February 02, 2016
Here's Why Manufacturers Need Business Continuity
As a manufacturer, production speed can determine how you measure up when compared to competitors with similar products. Nowadays, your equipment relies heavily on the technology in the background. If something were to happen that compromised your systems, how long could you afford to halt production?
To determine how much downtime you can afford, here a few things to consider. Should production stop:
- The inability to fill quotas affects sales.
- ‘Out of stock’ messages disappoint customers and damage your reputation.
- You’ll likely be paying employees who are standing around, waiting for a solution.
If you place a dollar amount on each of the above, you can estimate how much you’re at stake to lose depending on the length of downtime.
So what causes downtime for manufacturers?
Like all other businesses, manufacturers are susceptible to fires, floods, hurricanes, etc. Natural disasters can ruin plants and halt production indefinitely. However, the human factor plays a role in downtime as well.

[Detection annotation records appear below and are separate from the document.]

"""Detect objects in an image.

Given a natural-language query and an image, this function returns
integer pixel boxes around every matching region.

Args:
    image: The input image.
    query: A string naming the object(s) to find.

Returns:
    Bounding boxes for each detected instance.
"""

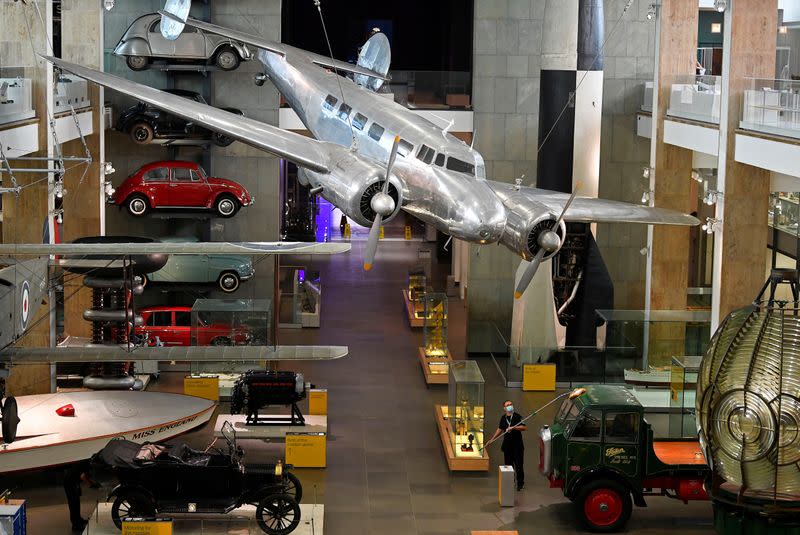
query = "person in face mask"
[492,399,528,490]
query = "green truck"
[539,385,711,533]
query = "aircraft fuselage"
[258,46,506,243]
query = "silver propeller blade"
[364,136,400,271]
[514,182,581,299]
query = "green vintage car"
[144,238,255,293]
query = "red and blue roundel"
[20,281,31,331]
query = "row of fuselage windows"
[322,95,475,176]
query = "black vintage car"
[92,422,303,535]
[117,89,244,147]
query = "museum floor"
[3,242,712,535]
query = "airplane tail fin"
[353,32,392,91]
[161,0,192,41]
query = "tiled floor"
[0,242,712,535]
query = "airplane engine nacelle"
[500,208,567,260]
[304,158,403,227]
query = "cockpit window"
[417,145,436,164]
[353,113,369,130]
[397,139,414,157]
[322,95,339,111]
[336,102,353,121]
[447,156,475,176]
[369,123,384,141]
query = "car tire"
[111,489,156,530]
[214,46,242,71]
[256,494,300,535]
[125,194,150,217]
[125,56,150,71]
[211,132,236,147]
[575,479,633,533]
[214,195,240,217]
[217,271,242,294]
[130,122,155,145]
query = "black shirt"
[497,412,525,451]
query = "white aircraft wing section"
[0,345,349,366]
[488,180,700,226]
[159,11,389,81]
[42,56,332,173]
[0,242,350,257]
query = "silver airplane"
[46,8,699,298]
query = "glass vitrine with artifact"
[447,360,484,458]
[423,292,450,378]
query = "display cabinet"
[447,360,484,458]
[669,355,703,438]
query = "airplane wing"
[0,345,349,366]
[42,56,334,173]
[0,242,350,257]
[158,10,389,81]
[487,180,700,226]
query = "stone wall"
[468,0,655,352]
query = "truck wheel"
[111,489,156,529]
[575,479,633,533]
[256,494,300,535]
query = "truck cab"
[539,385,710,532]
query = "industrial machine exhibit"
[0,0,800,535]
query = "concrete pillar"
[711,0,778,332]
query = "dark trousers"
[503,448,525,487]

There is certain data that manufacturers fear losing, and when that loss occur, it’s usually humans who are at fault.
In a recent survey by Kaspersky Lab, manufacturers reported “Internal Operational Information” and “Intellectual Property” as data they most feared losing. The survey also told of malware being the most common cause of data loss. Network intrusion and targeted attacks were also listed as causes of data loss.

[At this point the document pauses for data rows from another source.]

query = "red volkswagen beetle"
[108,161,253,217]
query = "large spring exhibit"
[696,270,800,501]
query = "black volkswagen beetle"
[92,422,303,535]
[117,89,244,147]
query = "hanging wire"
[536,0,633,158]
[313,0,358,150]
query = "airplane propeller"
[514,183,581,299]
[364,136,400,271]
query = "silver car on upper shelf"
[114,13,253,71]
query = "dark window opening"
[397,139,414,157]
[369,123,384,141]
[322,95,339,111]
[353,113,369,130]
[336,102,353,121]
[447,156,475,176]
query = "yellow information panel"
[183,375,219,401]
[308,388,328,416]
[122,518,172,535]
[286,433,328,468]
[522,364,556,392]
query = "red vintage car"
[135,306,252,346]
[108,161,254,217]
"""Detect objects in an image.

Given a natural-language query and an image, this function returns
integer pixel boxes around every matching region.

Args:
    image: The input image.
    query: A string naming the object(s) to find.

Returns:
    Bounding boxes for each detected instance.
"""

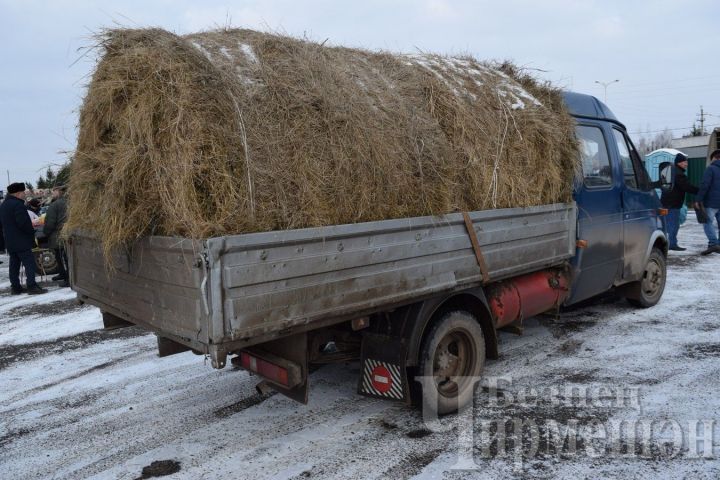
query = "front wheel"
[624,248,667,308]
[418,310,485,414]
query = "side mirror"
[658,162,675,192]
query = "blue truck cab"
[564,92,668,307]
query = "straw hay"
[68,29,577,257]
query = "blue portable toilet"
[645,148,687,225]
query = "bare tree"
[637,128,672,156]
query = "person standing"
[43,187,69,287]
[695,149,720,255]
[660,152,698,252]
[26,198,40,227]
[0,183,47,295]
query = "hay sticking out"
[68,29,577,258]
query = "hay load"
[68,29,577,254]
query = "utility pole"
[698,105,710,135]
[595,80,620,103]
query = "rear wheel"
[35,248,58,275]
[623,248,667,308]
[419,310,485,414]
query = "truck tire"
[418,310,485,415]
[35,248,59,275]
[623,248,667,308]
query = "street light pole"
[595,80,620,103]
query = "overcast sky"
[0,0,720,189]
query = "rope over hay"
[67,29,578,258]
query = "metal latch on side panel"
[358,333,410,400]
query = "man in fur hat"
[0,183,47,295]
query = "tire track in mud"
[0,327,151,370]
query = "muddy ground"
[0,219,720,479]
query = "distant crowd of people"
[0,183,69,295]
[660,149,720,255]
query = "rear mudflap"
[358,333,410,403]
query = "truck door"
[612,127,660,281]
[567,124,623,304]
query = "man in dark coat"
[660,152,698,252]
[0,183,47,295]
[695,150,720,255]
[43,187,69,287]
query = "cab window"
[613,129,650,190]
[575,125,612,188]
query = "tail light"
[233,350,302,388]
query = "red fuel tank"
[486,270,570,328]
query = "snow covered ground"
[0,217,720,479]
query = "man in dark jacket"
[43,187,69,287]
[695,150,720,255]
[0,183,47,295]
[660,152,698,252]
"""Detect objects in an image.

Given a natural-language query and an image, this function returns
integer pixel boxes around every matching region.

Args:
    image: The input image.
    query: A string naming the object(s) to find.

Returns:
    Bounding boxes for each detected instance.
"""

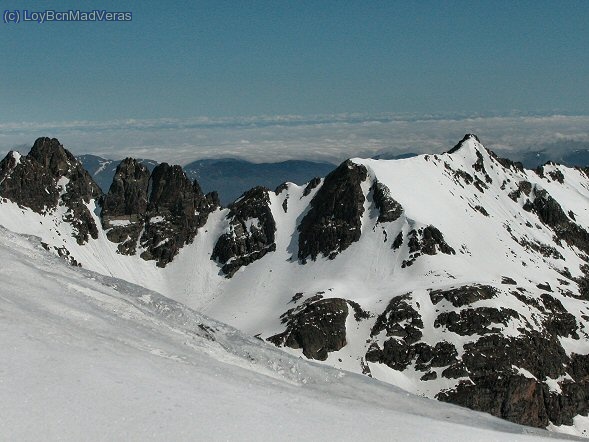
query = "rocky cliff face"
[0,138,102,244]
[298,160,367,262]
[211,187,276,277]
[102,158,219,267]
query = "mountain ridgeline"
[5,134,589,429]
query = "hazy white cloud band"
[0,114,589,164]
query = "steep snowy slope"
[0,135,589,431]
[0,228,564,441]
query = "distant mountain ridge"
[0,134,589,431]
[78,155,333,205]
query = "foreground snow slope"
[0,228,568,440]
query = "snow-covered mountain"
[0,135,589,434]
[0,227,564,441]
[78,155,333,205]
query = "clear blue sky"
[0,0,589,122]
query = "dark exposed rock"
[436,374,549,428]
[268,298,348,361]
[274,183,288,195]
[540,293,579,339]
[442,362,468,379]
[348,300,370,321]
[0,138,102,244]
[211,187,276,277]
[474,205,489,216]
[536,282,552,292]
[462,331,568,382]
[391,232,403,250]
[501,276,517,285]
[524,188,589,254]
[487,149,524,172]
[548,170,564,184]
[101,158,150,255]
[371,181,403,223]
[419,371,438,381]
[508,181,532,201]
[140,163,219,267]
[401,226,456,268]
[370,294,423,344]
[576,264,589,300]
[434,307,519,336]
[415,341,458,371]
[303,177,321,196]
[101,158,219,267]
[514,237,564,260]
[429,284,497,307]
[447,134,480,154]
[298,160,367,262]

How should a manufacturer protect their data?
The first thing a manufacturer can do to protect their business critical data, is outsource their IT needs to an expert who has worked with that vertical before. A provider who understands which data is most important and the possible implications of downtime will be able to provide the best solution.
An awesome provider will also serve as an extension of your IT team, providing you with timely software and hardware updates, maintenance, and backups.
Ultimately, there are many factors to consider when selecting a business continuity solution for a manufacturing company.